Люди одиннадцатого часа - страница 6
— Погода-то нынче какая! Прелесть!
“Вот тебе раз, — думает Стеня. — Прямо светский прием. Какой же он святой прозорливец?”
А старец тем временем подходит к шкафчику в углу, открывает его и начинает доставать игрушки детские — куклы самые разные, солдатики, лошадки. Под конец вытаскивает деревце игрушечное, вместо яблок — колокольцы блестящие. Старец трясет деревце перед Стеней, колокольцы звенят. “Теперь еще играть вздумал”, — недоумевает Стеня.
— Яблоня родительской субботы, — говорит старец. — Разбойник один, душегубец, тридцать лет каялся. За всю свою жизнь разбойную. Вот яблоня и выросла. Все яблоки серебряные, два золотых. А как стал разбойник в субботу трясти яблоню, серебряные яблоки осыпались, а два золотых удержались. И был ему голос: “Это родители твои, которых ты погубил”.
Когда уходили от старца, Стеня все ворчал:
— Подумаешь — прозорливец. Я и сам знаю, что я разбойник и душегубец. Для чего же передо мной деревцем трясти?
По дороге Варя купила образок с изображением Черниговской Божьей Матери. Дома она отдала образок Марте Кондратьевне, а та говорит:
— Мне бы раньше все это... А то ведь жизнь прошла... И что у меня было? Подвиги пионерские...
Просит тут она Варю достать из шкафа папку какую-то старую. Открыла — там вырезки газетные. Долго рылась, искала что-то, сама рассказывает:
— У нас тогда здесь сельхозартель была имени Крупской. А я звеньевая, вожатая. Пошли мы с пионерами в поле, пять человек. “Стригунов” искали. Которые колоски срезают. Видим — женщина какая-то за снопами прячется. Колоски ножницами срезает и к себе в котелок. У нас такая Паша Лямкина была. Она как крикнет: “Объездчик!” Женщина котелок бросила и в лес. Потом уже, когда ее поймали, мы опознали — Польцева это Елизавета. Ее год назад из колхоза исключили: родители у нее контрреволюционеры, эсеры. Нигде не работала. Судили ее, десять лет.
Марта Кондратьевна нашла, наконец, вырезку из газеты, протягивает Варе.
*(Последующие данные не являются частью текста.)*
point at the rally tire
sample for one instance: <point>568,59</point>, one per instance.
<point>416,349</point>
Варя смотрит — “26 октября 1934 года”. И заголовок: “Подвиг пионеров”.
— Нас потом всех наградили, — говорит Марта Кондратьевна. — Мне патефон, остальным — барабаны и трубы.
Варя прочитала заметку и говорит:
— Я знаю, почему к вам Дора ходит.
— Почему, почему? — разволновалась Марта Кондратьевна.
— Человека вы загубили. Вот эту самую Елизавету Польцеву. Вам бы покаяться. Вот Дора и перестанет ходить.
— Поздно мне уже, — снова говорит Марта Кондратьевна. — Я же говорю — все у меня позади.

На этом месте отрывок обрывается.